Innenverteidigung: Bajic/Meißner vs. Krause/Wahl

Die Innenverteidigung der Duisburger führt zwei unterschiedliche Typen zusammen. Mit Bajic gibt ein ganz abgezockter Defensivspieler in der Duisburger Abwehr die Kommandos, an seiner Seite steht der elf Jahre jüngere Thomas Meißner. Bajic, der erst in der Rückrunde auf Dauer in die Startelf rutschte und zuvor an einer Viruserkrankung laborierte, sorgte dafür, dass sich die Duisburger Hintermannschaft im neuen Fußballjahr merklich stabilisierte. Mit ihm in der Startelf holte der MSV 44 Punkte aus 20 Spielen, ohne ihn nur 24 aus 16 Partien. Auch wenn er ob des Alters nicht mehr der schnellste ist – Bajic interpretiert seine Rolle sehr seriös.

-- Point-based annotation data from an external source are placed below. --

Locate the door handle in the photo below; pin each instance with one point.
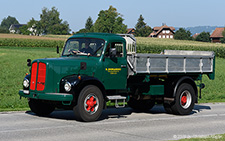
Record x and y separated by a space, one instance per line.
123 66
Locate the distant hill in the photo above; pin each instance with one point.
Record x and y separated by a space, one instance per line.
199 29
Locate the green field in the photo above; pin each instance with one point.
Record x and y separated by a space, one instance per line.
13 68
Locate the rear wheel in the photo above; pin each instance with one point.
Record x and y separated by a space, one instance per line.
90 104
142 105
184 100
40 108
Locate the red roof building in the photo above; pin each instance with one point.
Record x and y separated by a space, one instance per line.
162 32
217 35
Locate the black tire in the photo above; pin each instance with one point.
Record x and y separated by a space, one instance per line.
142 105
40 108
89 105
184 100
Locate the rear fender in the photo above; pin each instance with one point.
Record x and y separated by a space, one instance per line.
188 80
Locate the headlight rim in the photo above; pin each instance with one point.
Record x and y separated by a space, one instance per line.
27 84
67 86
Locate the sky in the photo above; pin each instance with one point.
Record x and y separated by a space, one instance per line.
177 13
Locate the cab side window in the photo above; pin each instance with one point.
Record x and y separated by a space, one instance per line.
117 46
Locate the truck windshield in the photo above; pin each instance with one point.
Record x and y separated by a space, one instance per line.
83 46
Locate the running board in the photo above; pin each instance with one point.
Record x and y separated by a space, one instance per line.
117 98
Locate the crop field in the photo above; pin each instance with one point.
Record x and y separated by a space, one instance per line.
13 68
47 37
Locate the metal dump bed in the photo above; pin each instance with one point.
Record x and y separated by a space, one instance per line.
172 61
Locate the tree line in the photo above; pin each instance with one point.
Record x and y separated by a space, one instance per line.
108 21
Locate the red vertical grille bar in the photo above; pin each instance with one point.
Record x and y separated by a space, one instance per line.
41 76
33 76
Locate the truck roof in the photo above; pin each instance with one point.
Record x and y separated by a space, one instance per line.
104 36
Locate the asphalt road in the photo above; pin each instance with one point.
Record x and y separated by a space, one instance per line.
115 124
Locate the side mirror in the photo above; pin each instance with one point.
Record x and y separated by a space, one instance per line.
28 62
112 52
57 49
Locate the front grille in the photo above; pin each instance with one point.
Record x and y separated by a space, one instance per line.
38 76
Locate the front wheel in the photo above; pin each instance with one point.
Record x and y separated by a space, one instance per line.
40 108
184 100
90 104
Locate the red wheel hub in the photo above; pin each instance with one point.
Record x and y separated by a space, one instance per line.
183 100
91 103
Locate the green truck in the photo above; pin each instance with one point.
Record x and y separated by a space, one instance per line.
98 67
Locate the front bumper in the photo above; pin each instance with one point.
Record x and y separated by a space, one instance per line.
47 96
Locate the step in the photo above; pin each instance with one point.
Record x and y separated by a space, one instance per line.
116 98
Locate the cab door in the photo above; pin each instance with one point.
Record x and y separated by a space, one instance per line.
115 66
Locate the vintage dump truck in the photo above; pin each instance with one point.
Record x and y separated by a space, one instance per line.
97 67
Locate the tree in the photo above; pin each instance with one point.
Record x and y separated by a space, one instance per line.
109 21
222 40
203 37
182 34
89 24
141 28
6 23
50 23
23 30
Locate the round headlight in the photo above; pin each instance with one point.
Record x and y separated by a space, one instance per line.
26 83
67 86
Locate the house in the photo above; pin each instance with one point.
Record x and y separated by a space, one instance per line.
217 35
130 31
14 28
163 31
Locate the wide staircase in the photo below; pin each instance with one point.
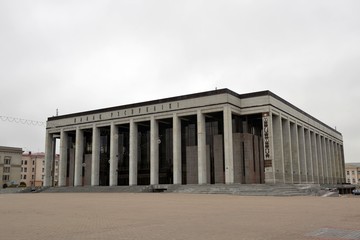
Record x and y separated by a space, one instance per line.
234 189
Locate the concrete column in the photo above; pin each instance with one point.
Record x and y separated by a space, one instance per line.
228 146
339 163
336 159
329 158
324 158
286 138
114 154
63 158
95 161
133 158
278 149
333 160
201 135
295 152
79 152
49 158
309 165
343 177
268 148
177 150
302 154
154 151
320 158
314 158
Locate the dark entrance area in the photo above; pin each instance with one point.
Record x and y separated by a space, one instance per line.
123 155
248 149
143 153
104 168
165 151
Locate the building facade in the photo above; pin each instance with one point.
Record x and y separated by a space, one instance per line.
204 138
352 171
33 169
10 166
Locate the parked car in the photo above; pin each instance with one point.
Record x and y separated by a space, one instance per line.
356 191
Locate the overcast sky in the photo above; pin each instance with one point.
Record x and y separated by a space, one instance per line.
84 55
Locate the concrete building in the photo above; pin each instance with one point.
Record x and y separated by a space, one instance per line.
10 165
352 171
204 138
33 169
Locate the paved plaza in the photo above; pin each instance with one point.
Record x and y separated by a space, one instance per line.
45 216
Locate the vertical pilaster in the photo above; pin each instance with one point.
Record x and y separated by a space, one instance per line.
201 134
49 158
278 149
295 152
228 146
309 166
314 158
320 158
343 177
114 153
154 151
329 160
133 158
288 168
269 164
333 161
79 152
337 165
95 156
63 158
177 149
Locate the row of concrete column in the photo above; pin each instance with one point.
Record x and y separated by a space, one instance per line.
133 143
302 155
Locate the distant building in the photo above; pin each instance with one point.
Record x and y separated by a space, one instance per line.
352 173
203 138
33 169
10 165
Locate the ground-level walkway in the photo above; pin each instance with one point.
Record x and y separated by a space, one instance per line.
40 216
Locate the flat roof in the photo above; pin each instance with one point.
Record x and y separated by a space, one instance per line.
191 96
10 149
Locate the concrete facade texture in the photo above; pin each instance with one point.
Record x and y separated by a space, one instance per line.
352 171
163 216
10 165
33 169
193 138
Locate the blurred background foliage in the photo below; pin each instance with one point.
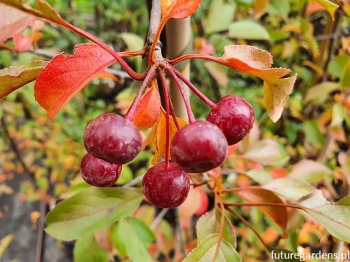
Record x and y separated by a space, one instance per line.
310 142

Ähnlich wie in Duisburg kann man die Gründe für den Kieler Aufwärtstrend ebenfalls bei einer Abwehr-Personalie suchen. Seitdem Karsten Neitzel den eigentlichen Sechser Marlon Krause in die Viererkette beorderte, ist Kiel gefühlt unbesiegbar. Krauses fulminante Zahlen: 55 Punkte bei 24 Einsätzen. Ebenso interessant: Krause, 24, ist der Routinier in der Abwehrzentrale. Mit Hauke Wahl ergänzt nämlich eines der  besten deutschenn Abwehrtalente den spielstarken Krause. Kiels Abwehr ist jünger und spritziger, dazu weiß man mit Krause einen Experten für den Spielaufbau in der Hintermannschaft. Selbst die Bajic-Routine kommt dagegen nicht an. Vorteil Kiel – 0:1,5

Außenverteidiger: Wolze/Bohl vs. Herrmann/Kohlmann

13 Torbeteiligungen stehen zwei mickrigen Vorlagen gegenüber. Was die Offensive anbelangt, liegen zwischen den Außenverteidigerpaarungen beider Teams Welten. Ein klarer Vorteil für Duisburg. Auch in der Arbeit nach hinten werkeln die brandgefährlichen Wolze und Bohl mit, wobei der aus dem defensiven Mittelfeld in die Viererkette beorderte Bohl seine Abwehr-Aufgaben etwas seriöser löst.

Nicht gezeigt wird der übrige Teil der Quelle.